“You have to live now, it is now that life and death are determined, wholly.”
Tweet
– Taisen Deshimaru
The grandson of a retired samurai, the Japanese master Taisen Deshimaru‘s Zen teachings often related to the practice of martial arts. In his book, The Zen Way to the Martial Arts, Deshimaru – who was a student of Kodo Sawaki – writes about Bushido, which he explains as a practice that brings together the strength cultivated through martial arts with the wisdom embodied in the practice of Zen and the meditative practice of zazen. In this excerpt from the chapter titled Here and Now, Deshimaru hones in on the importance of full, concentrated, energetic engagement with the present moment, and how we can wake up from being half-alive most of the time. Now is the moment, Deshimaru says, ‘that life and death are determined, wholly.’
YOU AND I ARE NOT the same. If you cannot find the solution for your own life, you will be paralyzed, unable to move.
How do you create your life, here and now?
A reel of film unwinds; if you stop it, the image becomes stationary, motionless.
Creativity and concentration of energy are elements common to the martial arts and Zen. If you concentrate “here and now” and are in touch with the fundamental energy in your body, you can observe what is happening and store up energy to deal with it.
If you open your hand, you can take hold of anything; if you close your hand, nothing can enter it. In the martial arts the point is to penetrate elements and phenomena, not skim alongside them; so the martial arts are essentially virile, because man penetrates woman.
But in our day and age, everybody wants to save energy and is only half alive. Always halfway, never complete. People are half alive, like a lukewarm bath.
You must learn to penetrate life.
The secret of the martial arts, thus, is to learn to direct the mind, ryu gi, to school it in right action. That is the basis of the physical techniques. The mind must become the substance. The mind is a substance without form, but sometimes it has a form.
“People are half alive, like a lukewarm bath.”
“When the mind’s activity fills the whole cosmos it can seize opportunities, avoid mishaps, attack all things in one.” What that means is that in a contest our mind cannot be influenced by any move of the opponent, or by any action of his body or mind. One’s own mind must move about freely, without any desire to attack the adversary, yet without ever removing one’s attention from him. We must be completely attentive to him, always, at every instant.

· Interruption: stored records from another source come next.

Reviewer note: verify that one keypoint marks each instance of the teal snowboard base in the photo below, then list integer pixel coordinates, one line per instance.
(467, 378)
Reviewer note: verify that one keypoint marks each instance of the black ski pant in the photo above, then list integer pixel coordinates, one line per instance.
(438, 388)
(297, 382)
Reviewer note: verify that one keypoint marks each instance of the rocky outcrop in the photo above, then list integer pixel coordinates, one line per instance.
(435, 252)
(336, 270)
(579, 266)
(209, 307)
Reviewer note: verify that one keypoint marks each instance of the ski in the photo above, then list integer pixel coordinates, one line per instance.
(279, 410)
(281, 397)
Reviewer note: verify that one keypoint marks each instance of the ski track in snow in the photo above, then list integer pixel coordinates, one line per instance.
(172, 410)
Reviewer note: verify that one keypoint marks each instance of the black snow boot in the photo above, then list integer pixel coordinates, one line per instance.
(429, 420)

The same thing is true in our everyday lives. Some people think about nothing but money because it is supposed to satisfy every desire, so for money they lose their honor. Other people want “honors,” and for them they lose their money. Some people have their minds fixed on love and for that they lose both money and energy. And yet happiness is never on just one side.

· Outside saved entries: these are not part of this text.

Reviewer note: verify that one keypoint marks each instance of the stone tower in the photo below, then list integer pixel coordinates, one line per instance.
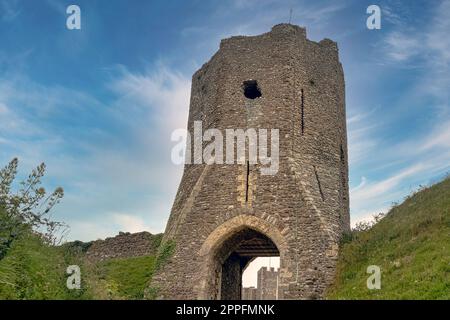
(225, 215)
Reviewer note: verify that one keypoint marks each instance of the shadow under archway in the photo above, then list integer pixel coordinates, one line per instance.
(234, 255)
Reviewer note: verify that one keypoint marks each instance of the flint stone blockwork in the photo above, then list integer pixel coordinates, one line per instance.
(218, 223)
(124, 245)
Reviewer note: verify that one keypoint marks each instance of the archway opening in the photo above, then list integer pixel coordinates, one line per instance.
(235, 255)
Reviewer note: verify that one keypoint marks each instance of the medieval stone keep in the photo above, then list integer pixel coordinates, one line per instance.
(225, 215)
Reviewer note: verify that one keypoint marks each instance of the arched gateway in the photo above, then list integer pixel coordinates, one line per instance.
(226, 214)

We must create our lives, free ourselves, become detached, simply attentive to here and now: everything lies in that.
“The moon’s reflection on the surface of the water moves incessantly. Yet the moon shines and goes no-where; it stays but it moves.” A very short poem on the secret of Zen and the martial arts, and also a great koan.
The stream never flows backward. The water slips past, past, past… but the moon doesn’t move. In a contest the mind must be like the moon, while body and time slip past, past, past like water in the stream.
Now never returns. In zazen every breath out is that one, the one now, and it never comes back again. Of course, you can “catch” your breath but what you catch is never what went before. The breath that comes after is never the one that came before. Yesterday was yesterday and today is today. Different.
I am always saying we must concentrate “here and now,” create “here and now.” That way, we become fresh, new. Yesterday’s zazen is not the same as today’s.
“If you try to spare your energy in a fight, you cannot win. That’s one secret of the martial arts.”
Zazen must always be fresh, “here and now.” You must not rest during zazen, nor while you are training in a martial art. Doing it halfway is no good; you have to do it all the way, give yourself wholly to it. We must not have any energy left in reserve.
Concentrating means “all out,” total release of energy; and it should be the same in every act of our life.
In the present-day world what we see is the opposite: young people half living, half dead. Their sexuality is half way, too, yet they think about sex at work or during zazen, and the other way round as well, and so it goes with everything they do.
But if you have exhausted all your energy, you can take in fresh energy, flowing like the water in the stream.
If you try to spare your energy in a fight, you cannot win. That’s one secret of the martial arts. We cannot count on wasa, on technique alone. We have to create.
If a rich man gives his son money, the son will never learn to earn it for himself, while a poor man’s son can invent some means of self-support.
The martial arts are not theater or entertainment. That is not the true Budo. Kodo Sawaki used to say that the secret of the martial arts is that there is no victory and no defeat. You can neither win nor be beaten. It is not the same as in sports.
In sports, time exists. In the martial arts there is only the present. In baseball, for instance, the man at bat has to wait for the pitch, he has time; his action is not instan-taneous. The same is true of rugby or football or any other sport. Time passes and there is time, if only a fraction of a second, to think about something, while waiting. In the martial arts there is no time to wait. Victory or nonvictory, life or not-life, are decided in no time.
You have to live now, it is now that life and death are determined, wholly.